BY SaaS Growth Infrastructure
Case #002
Automating Billing & Invoicing
You just started selling your product a while back and things are chugging along...
You sold mostly within your network and it was a fully high-touch, founder-led effort, so there hasn’t ever been any need for automation or formality. Invoices are a manual yet necessary evil, where you have to go back to the original contract (sort through five or six pdfs to figure out which was the one they actually agreed to) and then make sure you’re charging them with their custom discount, and calculate the correct number of seats/usage to bill them for, and then send either a Stripe payment link or email them an invoice for them to pay via ACH.
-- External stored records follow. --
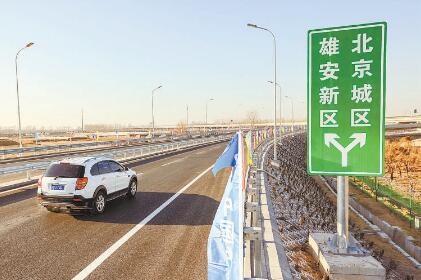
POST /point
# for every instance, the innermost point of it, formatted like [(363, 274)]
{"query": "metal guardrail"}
[(122, 154), (36, 149)]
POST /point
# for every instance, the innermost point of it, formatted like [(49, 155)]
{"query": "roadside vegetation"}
[(400, 188)]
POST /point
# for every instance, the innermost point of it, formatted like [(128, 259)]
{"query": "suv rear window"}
[(65, 170)]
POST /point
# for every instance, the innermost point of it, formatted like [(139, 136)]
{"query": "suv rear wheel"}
[(131, 193), (99, 203)]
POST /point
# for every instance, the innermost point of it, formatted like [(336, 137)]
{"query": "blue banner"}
[(225, 242)]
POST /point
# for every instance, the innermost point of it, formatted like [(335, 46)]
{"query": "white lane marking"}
[(29, 187), (171, 162), (99, 260)]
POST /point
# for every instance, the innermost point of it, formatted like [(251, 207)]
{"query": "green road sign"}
[(346, 99)]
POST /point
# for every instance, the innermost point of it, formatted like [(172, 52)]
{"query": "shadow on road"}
[(186, 209), (16, 197)]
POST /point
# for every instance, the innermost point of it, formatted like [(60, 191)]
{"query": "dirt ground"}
[(401, 182), (391, 256), (384, 213)]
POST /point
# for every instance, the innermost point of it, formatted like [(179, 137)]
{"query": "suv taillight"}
[(81, 183), (39, 182)]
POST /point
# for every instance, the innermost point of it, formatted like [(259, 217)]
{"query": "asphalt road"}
[(37, 244)]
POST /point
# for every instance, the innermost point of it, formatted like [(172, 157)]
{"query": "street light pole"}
[(187, 119), (17, 90), (153, 117), (280, 110), (292, 112), (206, 116), (82, 119), (275, 157)]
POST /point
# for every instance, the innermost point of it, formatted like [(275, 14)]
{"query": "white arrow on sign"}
[(359, 138)]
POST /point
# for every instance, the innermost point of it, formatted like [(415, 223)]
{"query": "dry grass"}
[(403, 167)]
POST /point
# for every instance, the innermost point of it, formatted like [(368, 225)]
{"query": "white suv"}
[(85, 183)]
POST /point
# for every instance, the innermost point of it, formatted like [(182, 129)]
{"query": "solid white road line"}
[(99, 260), (171, 162), (20, 188)]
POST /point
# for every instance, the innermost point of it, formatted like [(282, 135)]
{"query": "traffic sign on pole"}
[(346, 99)]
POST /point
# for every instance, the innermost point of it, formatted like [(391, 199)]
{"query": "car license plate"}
[(57, 187)]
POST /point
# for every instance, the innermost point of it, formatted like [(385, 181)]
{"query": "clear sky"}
[(107, 56)]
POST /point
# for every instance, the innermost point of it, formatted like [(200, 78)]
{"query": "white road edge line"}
[(171, 162), (28, 187), (99, 260)]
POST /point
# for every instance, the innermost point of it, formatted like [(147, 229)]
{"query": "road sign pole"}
[(342, 212)]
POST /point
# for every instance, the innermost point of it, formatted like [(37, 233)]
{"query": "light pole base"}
[(354, 263)]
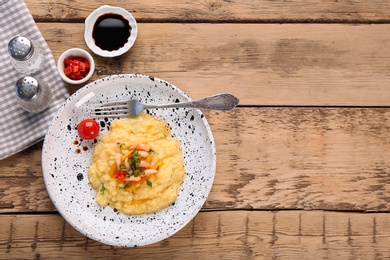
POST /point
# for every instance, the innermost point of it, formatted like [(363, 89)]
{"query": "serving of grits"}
[(137, 166)]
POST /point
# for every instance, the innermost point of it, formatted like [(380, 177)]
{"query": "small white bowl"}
[(75, 52), (91, 20)]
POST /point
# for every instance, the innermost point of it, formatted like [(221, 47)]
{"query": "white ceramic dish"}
[(65, 171), (75, 52), (91, 20)]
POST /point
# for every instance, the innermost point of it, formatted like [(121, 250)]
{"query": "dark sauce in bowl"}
[(111, 32)]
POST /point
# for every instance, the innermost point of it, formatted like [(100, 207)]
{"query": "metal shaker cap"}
[(27, 88), (20, 48)]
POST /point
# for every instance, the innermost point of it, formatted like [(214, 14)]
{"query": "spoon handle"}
[(224, 101)]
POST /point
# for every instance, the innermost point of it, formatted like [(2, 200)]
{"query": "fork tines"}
[(111, 109)]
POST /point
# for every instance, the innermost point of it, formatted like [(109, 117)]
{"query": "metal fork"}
[(224, 101)]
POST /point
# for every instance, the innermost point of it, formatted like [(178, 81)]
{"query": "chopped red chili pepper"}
[(76, 68)]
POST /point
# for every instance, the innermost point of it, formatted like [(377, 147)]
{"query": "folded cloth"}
[(20, 129)]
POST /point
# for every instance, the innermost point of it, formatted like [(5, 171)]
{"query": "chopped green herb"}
[(102, 189)]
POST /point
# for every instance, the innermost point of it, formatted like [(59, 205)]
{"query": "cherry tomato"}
[(88, 129)]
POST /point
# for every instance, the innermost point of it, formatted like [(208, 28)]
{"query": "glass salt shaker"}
[(32, 96), (26, 56)]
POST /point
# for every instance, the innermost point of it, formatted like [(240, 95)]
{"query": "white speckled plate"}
[(65, 170)]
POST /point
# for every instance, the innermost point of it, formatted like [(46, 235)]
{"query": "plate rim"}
[(60, 209)]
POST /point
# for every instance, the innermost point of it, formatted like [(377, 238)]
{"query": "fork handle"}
[(223, 101)]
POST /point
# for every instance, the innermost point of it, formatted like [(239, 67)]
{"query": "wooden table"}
[(303, 164)]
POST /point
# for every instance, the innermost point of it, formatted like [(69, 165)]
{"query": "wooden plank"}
[(221, 11), (238, 234), (264, 65), (267, 158)]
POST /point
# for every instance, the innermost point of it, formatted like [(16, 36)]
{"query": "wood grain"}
[(282, 158), (238, 234), (263, 64), (221, 11)]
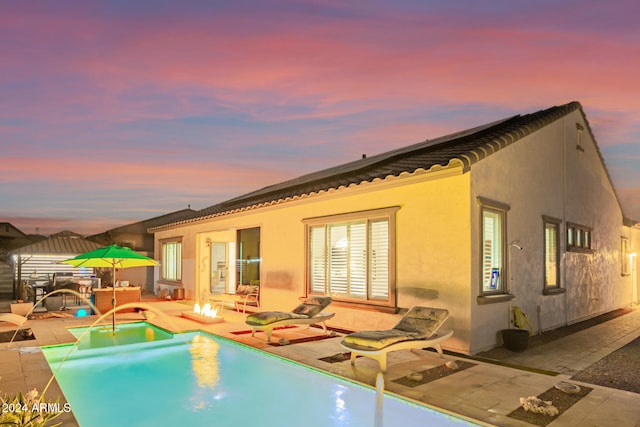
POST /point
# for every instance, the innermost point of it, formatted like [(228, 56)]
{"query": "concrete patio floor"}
[(485, 392)]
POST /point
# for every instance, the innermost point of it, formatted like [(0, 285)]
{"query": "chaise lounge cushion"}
[(419, 323), (268, 317), (422, 321), (378, 339), (310, 307)]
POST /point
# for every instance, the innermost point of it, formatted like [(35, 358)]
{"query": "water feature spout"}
[(379, 398)]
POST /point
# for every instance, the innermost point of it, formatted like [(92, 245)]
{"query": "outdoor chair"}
[(418, 329), (307, 313)]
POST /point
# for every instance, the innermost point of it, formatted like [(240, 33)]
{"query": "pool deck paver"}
[(486, 392)]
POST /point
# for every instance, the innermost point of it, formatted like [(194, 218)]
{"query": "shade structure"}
[(112, 256)]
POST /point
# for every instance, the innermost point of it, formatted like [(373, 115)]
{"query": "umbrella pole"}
[(113, 301)]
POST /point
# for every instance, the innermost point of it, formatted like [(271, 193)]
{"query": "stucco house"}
[(137, 237), (518, 212)]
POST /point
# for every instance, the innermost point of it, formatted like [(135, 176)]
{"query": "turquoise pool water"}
[(128, 333), (196, 379)]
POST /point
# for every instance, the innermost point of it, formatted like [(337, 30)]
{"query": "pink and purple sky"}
[(113, 112)]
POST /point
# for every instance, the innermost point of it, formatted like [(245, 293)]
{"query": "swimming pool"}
[(200, 379)]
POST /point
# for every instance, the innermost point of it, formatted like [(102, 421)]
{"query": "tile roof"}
[(462, 148), (144, 225), (63, 243)]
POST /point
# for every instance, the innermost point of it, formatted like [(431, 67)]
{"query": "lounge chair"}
[(307, 313), (416, 330), (14, 319)]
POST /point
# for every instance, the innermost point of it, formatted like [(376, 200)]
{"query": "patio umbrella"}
[(113, 256)]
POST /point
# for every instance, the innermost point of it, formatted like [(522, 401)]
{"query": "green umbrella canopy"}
[(112, 256)]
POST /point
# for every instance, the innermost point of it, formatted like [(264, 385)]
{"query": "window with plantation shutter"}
[(317, 260), (552, 266), (350, 256), (492, 251), (493, 248), (551, 255), (171, 261), (379, 260)]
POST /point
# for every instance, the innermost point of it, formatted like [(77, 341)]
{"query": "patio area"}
[(486, 392)]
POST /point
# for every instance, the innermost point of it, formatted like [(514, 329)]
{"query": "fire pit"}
[(205, 314)]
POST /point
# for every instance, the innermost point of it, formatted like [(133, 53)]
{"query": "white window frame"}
[(493, 255), (171, 260), (625, 256), (353, 268), (551, 260), (579, 238)]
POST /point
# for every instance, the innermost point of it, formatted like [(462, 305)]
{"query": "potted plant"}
[(517, 339)]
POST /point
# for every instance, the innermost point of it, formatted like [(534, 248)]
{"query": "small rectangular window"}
[(551, 253), (579, 238), (625, 267), (172, 260)]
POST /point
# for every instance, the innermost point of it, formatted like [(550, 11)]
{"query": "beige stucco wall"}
[(544, 174), (432, 247)]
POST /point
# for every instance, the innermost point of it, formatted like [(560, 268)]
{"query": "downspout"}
[(564, 220)]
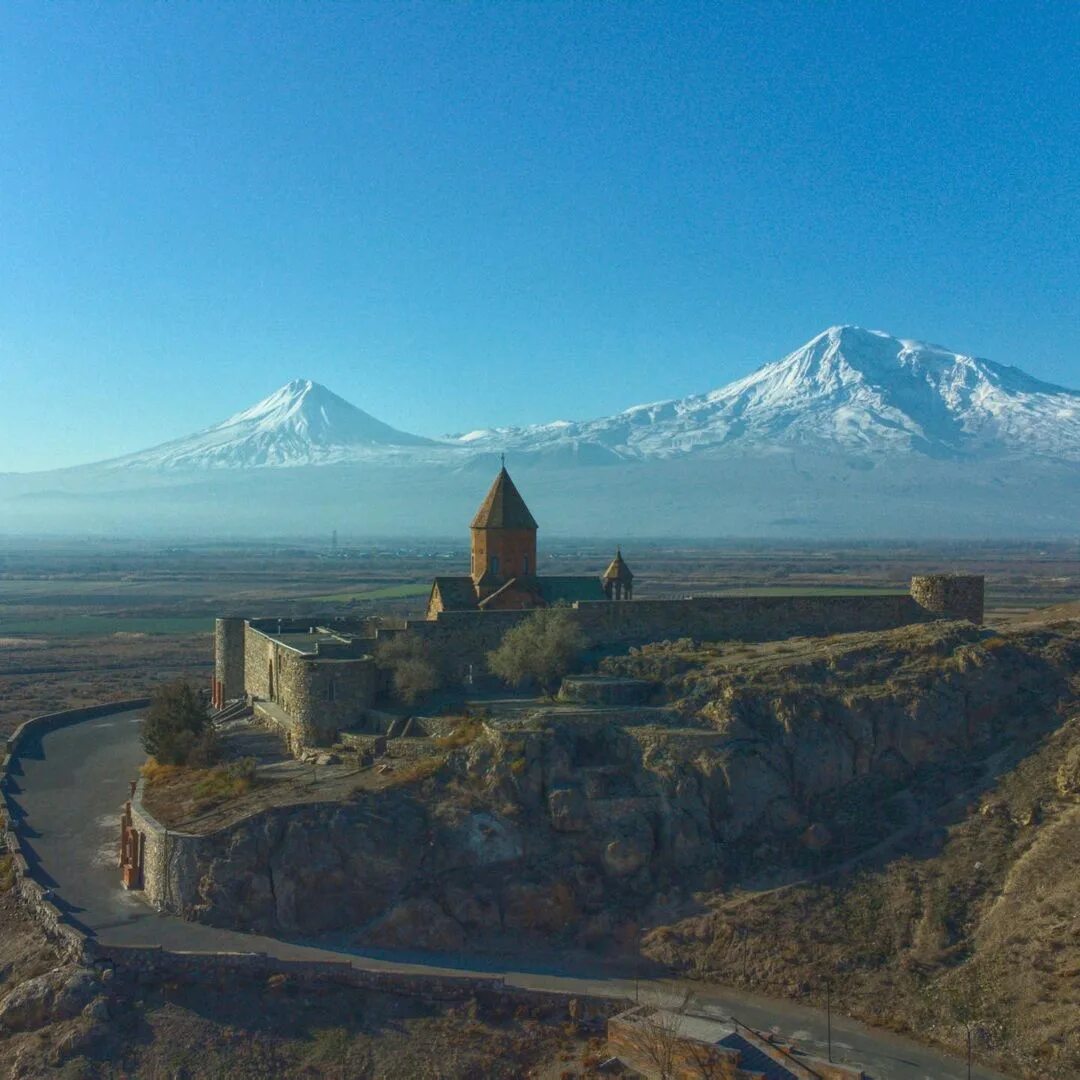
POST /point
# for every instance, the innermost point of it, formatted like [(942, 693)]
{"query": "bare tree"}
[(657, 1038)]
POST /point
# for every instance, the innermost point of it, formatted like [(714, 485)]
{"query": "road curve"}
[(68, 786)]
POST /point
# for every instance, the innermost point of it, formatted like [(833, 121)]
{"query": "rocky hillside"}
[(758, 766), (968, 914)]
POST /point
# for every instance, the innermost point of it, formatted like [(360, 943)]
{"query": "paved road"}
[(70, 784)]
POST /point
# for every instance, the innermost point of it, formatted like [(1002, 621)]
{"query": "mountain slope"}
[(848, 390), (299, 424)]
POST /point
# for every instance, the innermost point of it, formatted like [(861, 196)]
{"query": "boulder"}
[(624, 855), (540, 907), (59, 994), (569, 812), (476, 909), (817, 837)]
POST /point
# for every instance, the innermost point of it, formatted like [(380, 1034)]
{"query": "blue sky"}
[(457, 215)]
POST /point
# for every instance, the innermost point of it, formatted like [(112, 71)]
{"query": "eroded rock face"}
[(61, 994), (417, 923), (568, 809)]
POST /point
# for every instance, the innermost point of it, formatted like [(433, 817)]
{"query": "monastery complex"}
[(316, 677)]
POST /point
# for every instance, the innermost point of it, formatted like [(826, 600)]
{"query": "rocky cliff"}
[(761, 763)]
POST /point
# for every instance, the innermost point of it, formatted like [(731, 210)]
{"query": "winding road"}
[(68, 786)]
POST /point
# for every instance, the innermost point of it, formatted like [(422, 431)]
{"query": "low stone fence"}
[(69, 941), (154, 962)]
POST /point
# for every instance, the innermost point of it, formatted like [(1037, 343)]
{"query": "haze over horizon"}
[(456, 217)]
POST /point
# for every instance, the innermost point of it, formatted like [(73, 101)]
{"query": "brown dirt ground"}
[(39, 675)]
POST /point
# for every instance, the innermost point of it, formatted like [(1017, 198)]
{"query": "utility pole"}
[(828, 1018)]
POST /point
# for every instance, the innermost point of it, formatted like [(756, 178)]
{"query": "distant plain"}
[(103, 620)]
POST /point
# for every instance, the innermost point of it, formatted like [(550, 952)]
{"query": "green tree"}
[(176, 729), (543, 648), (413, 667)]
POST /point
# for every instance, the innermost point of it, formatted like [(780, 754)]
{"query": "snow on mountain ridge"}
[(848, 389)]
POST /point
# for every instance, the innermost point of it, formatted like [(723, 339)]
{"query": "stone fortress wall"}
[(315, 678)]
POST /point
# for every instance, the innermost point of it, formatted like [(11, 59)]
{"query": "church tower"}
[(618, 580), (503, 537)]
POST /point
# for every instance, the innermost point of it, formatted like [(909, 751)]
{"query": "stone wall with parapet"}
[(319, 697), (463, 638), (36, 899)]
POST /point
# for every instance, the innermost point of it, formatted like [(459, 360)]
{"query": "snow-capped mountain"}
[(847, 390), (302, 423), (856, 434)]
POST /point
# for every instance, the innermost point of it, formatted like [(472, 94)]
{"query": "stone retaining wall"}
[(36, 899), (75, 946)]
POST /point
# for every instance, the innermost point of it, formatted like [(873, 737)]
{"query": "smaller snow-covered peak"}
[(301, 422)]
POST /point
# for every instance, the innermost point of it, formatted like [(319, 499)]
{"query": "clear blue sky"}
[(457, 215)]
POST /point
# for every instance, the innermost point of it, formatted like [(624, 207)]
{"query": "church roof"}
[(617, 569), (503, 508), (457, 593), (569, 590), (551, 590)]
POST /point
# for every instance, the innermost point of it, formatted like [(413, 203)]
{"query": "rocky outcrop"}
[(571, 823), (61, 994)]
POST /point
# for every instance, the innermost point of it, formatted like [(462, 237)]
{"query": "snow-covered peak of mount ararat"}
[(848, 390)]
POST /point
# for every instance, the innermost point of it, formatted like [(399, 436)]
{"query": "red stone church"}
[(503, 572)]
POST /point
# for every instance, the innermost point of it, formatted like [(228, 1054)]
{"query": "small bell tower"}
[(618, 580)]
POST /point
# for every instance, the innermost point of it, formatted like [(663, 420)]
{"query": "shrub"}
[(412, 666), (541, 649), (176, 726), (221, 784), (7, 874)]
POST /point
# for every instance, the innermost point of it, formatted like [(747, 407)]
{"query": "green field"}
[(77, 625), (379, 593)]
This was never really an issue up till this point: It was a couple hours of your time once a week on Friday nights and you’re working late anyways. (And maybe you secretly don’t mind it? In a way, it’s sort of calming and therapeutic, like raking leaves or scrubbing the tile…) But that number has been creeping up – every time you onboard a new customer, you’re adding 15-20 minutes between the invoicing and the follow-up. And obviously if you hit your sales targets, that’s going to balloon.
You could hire a finance team to manually handle all this, but that would be very non-Scrappy Startup Founder of you. And eventually you’ll need to add some CS roles to handle the questions, because finance will have too many invoices to send out.
That’s actually not even the big problem though. The real issue is your pestering revenue loss from customers who are frankly underpaying and getting access to things they’re not supposed to have access to. The entitlements (if you can call them that) is on the honor system. The access data is stored in a spreadsheet that someone updates manually when they can, if they remember, but honestly nobody is checking.
OUR ConcluSION:
When you ship new features, your grandfathered customers are keeping the same early-adopter prices but getting access to these new features. Other customers are going way over their usage – valuable revenue you could be generating.. This is really dragging down your growth, traction and revenue numbers. Investors aren’t going to want to see that come next fundraise (or board meeting).